¿Quieren un mejor sistema de salud?

La clave está en modificaciones estratégicas a los modelos de atención y gestión social que requiere la CCSS

El título de este editorial emula el de un artículo reciente publicado por el Sr. Niels Ketehöln, profesor del INCAE. Entre otras cosas dice que “Los principales problemas de los sistemas de salud de la región no están relacionados con la ciencia médica, sino con las prácticas gerenciales de los hospitales y de las instituciones de la salud”.  Luego nos da una serie de ejemplos válidos de mala gestión que influyen, entre otros, en la problemática de distribución de camas hospitalarias y de abastecimiento de insumos críticos, entre ellos los medicamentos (La Nación, 01/02/2013).

Tiene razón el Profesor Ketehöln, pero sólo parcialmente. Es cierto que ciertas técnicas de gerencia convencional, muy ligadas al enfoque de negocios, son esenciales para resolver los problemas de la CCSS. Pero hay cosas propias de la gestión de organizaciones sociales, que difieren en forma sustancial con respecto a las organizaciones de mercado. Lamentablemente, hay poco aporte en definir las características de la gerencia cuando los fines son sociales y los procesos se dan en contextos de una variada participación social e inter-institucional, que modifican las relaciones más simples de rentabilidad y eficiencia.

Reitero: tiene razón el profesor Ketehöln en los ejemplos que proporciona, especialmente si vemos al hospital aislado de su contexto. Pero las organizaciones públicas (OP), un tipo particular de organización social, en virtud de la naturaleza de sus objetivos, funcionan estrictamente como redes de prestación de servicios. Aunque no podemos aquí ahondar en detalles, sí es importante caracterizar esta particularidad de la organización pública. Primero, la OP tiene como objetivo principal la cobertura universal y coberturas específicas por razones de riesgo. De ahí se deriva su principal indicador, determinante de su excelencia social: la equidad. Y esto marca una diferencia sustantiva con la organización de mercado, donde la eficiencia constituye, por razones lógicas, el principal indicador de excelencia.

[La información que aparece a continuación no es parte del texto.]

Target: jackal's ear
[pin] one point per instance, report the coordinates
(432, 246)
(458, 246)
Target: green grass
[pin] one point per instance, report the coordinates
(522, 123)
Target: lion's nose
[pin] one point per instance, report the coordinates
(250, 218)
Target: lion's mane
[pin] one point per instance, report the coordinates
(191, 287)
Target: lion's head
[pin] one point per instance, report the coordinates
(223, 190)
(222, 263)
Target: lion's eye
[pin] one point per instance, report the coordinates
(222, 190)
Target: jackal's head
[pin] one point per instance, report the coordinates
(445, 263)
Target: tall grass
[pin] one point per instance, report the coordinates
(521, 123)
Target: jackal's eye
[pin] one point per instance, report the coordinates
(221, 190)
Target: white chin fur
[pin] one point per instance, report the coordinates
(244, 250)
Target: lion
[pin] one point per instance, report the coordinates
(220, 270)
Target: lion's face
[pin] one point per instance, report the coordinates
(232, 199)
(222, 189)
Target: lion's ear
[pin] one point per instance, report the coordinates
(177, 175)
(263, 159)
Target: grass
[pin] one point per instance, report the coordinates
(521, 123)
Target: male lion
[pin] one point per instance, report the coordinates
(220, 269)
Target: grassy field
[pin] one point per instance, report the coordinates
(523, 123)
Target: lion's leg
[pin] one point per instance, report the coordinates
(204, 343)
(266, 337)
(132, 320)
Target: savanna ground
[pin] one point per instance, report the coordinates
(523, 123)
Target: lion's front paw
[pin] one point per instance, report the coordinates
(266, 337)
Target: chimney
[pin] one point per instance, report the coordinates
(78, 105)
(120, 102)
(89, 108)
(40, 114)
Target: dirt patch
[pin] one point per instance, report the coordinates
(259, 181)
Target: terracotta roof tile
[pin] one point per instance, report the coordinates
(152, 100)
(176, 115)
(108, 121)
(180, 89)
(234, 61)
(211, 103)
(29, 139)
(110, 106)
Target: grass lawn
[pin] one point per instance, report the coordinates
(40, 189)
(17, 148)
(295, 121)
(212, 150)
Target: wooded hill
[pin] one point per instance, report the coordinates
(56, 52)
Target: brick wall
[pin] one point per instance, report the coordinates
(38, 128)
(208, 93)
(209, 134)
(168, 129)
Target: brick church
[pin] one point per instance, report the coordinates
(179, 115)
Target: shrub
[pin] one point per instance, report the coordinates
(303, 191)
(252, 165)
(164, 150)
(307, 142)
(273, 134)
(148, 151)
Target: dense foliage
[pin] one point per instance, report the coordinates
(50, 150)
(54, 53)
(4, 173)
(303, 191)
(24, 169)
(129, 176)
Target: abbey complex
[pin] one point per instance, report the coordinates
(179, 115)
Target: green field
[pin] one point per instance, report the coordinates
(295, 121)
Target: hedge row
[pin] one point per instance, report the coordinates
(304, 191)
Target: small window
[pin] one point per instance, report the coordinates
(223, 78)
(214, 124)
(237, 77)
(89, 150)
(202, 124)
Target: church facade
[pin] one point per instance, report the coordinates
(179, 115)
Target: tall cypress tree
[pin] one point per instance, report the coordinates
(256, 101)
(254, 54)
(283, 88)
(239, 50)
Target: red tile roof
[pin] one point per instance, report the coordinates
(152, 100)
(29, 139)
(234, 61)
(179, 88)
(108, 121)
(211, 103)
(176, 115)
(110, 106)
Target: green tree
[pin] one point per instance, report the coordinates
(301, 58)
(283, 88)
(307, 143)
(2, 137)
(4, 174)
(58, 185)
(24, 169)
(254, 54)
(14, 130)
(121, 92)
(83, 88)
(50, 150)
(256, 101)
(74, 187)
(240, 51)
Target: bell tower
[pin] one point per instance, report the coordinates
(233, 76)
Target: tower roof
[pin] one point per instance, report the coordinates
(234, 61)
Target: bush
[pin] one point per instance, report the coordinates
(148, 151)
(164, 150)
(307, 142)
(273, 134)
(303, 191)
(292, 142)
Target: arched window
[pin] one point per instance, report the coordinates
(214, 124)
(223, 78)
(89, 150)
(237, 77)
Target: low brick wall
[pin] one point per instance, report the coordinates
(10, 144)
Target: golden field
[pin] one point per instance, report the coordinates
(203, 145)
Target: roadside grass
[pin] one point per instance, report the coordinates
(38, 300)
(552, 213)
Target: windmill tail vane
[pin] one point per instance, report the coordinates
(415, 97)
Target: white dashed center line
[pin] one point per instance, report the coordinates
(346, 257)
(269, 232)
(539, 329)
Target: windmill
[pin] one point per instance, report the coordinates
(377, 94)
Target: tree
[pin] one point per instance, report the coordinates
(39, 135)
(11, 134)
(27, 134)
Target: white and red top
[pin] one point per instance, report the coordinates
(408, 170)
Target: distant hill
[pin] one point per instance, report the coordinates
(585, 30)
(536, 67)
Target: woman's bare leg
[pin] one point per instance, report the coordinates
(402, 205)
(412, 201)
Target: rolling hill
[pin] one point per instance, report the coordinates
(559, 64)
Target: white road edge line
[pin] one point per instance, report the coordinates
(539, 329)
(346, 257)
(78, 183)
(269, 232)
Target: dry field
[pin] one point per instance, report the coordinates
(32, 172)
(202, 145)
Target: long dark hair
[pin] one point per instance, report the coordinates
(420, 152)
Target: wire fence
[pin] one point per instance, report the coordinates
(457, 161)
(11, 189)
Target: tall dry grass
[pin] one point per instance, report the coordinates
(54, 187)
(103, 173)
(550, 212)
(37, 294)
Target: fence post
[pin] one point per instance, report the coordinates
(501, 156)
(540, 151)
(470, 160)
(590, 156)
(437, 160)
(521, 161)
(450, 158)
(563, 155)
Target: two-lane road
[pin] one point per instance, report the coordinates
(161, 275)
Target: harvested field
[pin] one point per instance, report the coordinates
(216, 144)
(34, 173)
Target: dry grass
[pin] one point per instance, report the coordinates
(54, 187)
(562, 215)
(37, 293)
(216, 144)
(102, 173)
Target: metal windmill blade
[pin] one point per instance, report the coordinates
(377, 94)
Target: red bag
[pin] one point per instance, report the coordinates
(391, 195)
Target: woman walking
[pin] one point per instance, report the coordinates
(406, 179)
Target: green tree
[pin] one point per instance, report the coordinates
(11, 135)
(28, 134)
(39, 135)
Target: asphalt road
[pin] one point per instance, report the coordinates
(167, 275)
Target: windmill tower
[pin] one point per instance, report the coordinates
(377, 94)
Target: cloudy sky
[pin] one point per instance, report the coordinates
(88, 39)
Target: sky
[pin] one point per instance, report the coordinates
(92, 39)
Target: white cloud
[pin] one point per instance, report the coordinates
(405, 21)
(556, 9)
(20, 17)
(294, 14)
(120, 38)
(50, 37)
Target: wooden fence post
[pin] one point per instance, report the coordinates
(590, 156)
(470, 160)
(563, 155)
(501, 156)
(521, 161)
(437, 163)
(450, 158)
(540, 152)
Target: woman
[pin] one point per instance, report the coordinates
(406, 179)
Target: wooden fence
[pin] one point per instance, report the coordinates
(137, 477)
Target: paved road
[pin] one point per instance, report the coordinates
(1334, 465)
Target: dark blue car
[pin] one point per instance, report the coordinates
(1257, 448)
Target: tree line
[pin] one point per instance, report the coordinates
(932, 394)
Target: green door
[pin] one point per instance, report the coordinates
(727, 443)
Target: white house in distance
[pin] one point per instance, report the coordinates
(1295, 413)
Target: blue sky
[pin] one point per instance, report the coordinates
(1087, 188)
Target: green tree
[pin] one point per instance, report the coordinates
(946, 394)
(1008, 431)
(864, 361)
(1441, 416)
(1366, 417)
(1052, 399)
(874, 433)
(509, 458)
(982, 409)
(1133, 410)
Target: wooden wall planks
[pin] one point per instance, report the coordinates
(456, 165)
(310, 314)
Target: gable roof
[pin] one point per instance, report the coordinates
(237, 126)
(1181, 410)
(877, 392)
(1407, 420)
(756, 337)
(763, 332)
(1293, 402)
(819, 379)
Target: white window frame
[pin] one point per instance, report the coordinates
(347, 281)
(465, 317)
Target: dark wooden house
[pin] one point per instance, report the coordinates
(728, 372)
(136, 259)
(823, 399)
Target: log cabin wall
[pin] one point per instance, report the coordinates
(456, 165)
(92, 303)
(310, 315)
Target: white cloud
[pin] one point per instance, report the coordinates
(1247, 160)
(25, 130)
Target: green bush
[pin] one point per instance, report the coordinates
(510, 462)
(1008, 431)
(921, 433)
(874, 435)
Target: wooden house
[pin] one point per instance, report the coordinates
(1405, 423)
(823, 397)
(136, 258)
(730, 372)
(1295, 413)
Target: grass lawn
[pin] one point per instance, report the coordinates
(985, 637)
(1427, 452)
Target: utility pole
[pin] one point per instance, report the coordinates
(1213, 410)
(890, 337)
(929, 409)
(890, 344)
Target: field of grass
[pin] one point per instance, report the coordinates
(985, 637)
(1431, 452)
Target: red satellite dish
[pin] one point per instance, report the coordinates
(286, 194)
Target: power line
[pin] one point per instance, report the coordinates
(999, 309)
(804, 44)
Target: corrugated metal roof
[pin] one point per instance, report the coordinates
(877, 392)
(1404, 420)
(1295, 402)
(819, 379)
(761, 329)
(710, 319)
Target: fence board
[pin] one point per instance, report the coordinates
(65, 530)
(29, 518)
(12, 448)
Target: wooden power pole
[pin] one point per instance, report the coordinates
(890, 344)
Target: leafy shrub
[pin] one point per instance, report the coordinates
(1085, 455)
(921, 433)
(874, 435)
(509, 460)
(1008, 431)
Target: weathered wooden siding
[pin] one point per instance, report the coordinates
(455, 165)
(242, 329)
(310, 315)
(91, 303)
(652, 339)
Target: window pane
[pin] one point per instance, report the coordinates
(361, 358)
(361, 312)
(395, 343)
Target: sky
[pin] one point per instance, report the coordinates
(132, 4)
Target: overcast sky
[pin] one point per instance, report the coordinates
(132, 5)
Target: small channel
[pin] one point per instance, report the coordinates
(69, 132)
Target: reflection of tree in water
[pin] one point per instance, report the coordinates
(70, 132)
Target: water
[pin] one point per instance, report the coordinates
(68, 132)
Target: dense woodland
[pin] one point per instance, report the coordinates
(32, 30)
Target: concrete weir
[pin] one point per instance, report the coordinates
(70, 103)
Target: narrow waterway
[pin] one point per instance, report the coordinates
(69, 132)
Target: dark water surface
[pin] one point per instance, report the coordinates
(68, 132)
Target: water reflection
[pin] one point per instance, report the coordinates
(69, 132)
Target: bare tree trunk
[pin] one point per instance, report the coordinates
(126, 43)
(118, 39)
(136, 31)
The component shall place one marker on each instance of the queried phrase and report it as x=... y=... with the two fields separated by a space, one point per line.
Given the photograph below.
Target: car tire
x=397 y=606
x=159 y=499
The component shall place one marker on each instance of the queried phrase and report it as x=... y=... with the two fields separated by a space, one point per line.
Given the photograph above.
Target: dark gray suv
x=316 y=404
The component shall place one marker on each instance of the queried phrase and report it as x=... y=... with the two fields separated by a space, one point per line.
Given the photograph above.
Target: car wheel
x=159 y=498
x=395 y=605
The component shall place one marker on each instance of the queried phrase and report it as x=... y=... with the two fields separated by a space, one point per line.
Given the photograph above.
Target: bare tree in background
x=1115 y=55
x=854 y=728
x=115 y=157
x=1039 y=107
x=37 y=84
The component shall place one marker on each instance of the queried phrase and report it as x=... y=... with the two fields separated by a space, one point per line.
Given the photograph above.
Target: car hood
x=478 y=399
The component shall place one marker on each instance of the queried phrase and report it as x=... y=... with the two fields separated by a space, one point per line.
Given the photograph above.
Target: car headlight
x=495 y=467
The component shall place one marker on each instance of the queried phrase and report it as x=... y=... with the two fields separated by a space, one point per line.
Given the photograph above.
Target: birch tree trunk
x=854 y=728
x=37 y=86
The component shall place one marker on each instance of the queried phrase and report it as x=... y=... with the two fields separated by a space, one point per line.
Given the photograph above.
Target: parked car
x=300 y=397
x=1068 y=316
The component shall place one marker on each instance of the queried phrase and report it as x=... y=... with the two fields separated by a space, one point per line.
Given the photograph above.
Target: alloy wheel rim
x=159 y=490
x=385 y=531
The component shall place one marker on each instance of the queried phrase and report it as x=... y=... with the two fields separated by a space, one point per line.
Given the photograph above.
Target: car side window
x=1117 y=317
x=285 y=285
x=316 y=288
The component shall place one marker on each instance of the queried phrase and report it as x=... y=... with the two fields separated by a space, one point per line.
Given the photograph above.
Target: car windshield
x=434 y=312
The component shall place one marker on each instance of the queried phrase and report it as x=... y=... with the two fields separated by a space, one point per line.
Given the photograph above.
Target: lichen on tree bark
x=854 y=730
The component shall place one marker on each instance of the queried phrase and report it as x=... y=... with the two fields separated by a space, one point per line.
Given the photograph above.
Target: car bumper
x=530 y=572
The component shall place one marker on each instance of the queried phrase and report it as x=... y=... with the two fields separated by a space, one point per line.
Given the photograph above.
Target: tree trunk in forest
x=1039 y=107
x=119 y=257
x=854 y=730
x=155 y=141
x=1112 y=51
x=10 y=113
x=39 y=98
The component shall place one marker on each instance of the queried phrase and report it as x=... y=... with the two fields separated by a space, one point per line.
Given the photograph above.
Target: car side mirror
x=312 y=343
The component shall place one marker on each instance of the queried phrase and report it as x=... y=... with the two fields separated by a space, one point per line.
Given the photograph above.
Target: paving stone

Segundo, la cobertura universal o específica por factores de riesgo, es el producto de los hospitales, pero en conjunto con los aportes de centenares de establecimientos y programas adicionales. Al aporte de un hospital debe sumarse a los de otros hospitales de distinto nivel, ubicados en distintas partes del país y también de centenares de unidades de atención, cerrada o ambulatoria, dispersas por toda la geografía nacional. Un requisito tecnológico de esta circunstancia, es que los procesos, los recursos y los resultados (producción) en cada componente de la red, deben poder agregarse, para valorar sus aportes individuales pero, más importante, los logros que en conjunto permitan conocer si el país está cumpliendo con sus metas de cobertura, universales y específicas.

Esta circunstancia tiene una serie de consecuencias pero, por razones de brevedad, planteamos una de particular trascendencia: el principal problema de la administración hospitalaria en nuestro país y en muchos otros, es el equilibrio del modelo de prestación de servicios con especial referencia a dos componentes críticos: el clínico o de atención de la enfermedad que tiene como eje principal el hospital; y el social de preservación de la salud que funciona más en torno a estilos de vida saludables y prevención de la enfermedad, a través de pequeñas organizaciones y programas locales con una fuerte articulación comunitaria.

Por supuesto, es cierto que tecnologías como las que sugiere el Profesor Ketehöhn, tienen un impacto importante en la gestión de los hospitales y de otras organizaciones sanitarias. Pero el desequilibrio general -por cierto el que se ha producido en Costa Rica- ocurre porque el modelo es predominantemente clínico, más costoso y con beneficios sociales inferiores; en contraposición a un modelo más equilibrado, sustentado en la conservación de la salud, cuyos costos son infinitamente más bajos y sus beneficios mucho más altos. Sin ese equilibrio fundamental, de poco servirían las mejoras de los subsistemas específicos, porque la problemática hospitalaria requiere la racionalización y la contención de la desordenada, a menudo injustificada, demanda de servicios.

Hacemos estos comentarios sin la menor intención de desvirtuar los aportes del  Profesor Ketehöhn, que son válidos y relevantes. Sí queremos llamar la atención sobre las particularidades de lo que podríamos llamar “gestión social” y de elementos que actúan como causa fundamental de los desequilibrios que aquejan a la CCSS. No nos referimos en esta ocasión al modelo de gestión pública, cubierto en varios artículos y editoriales de La Fragua (ver AQUÍ).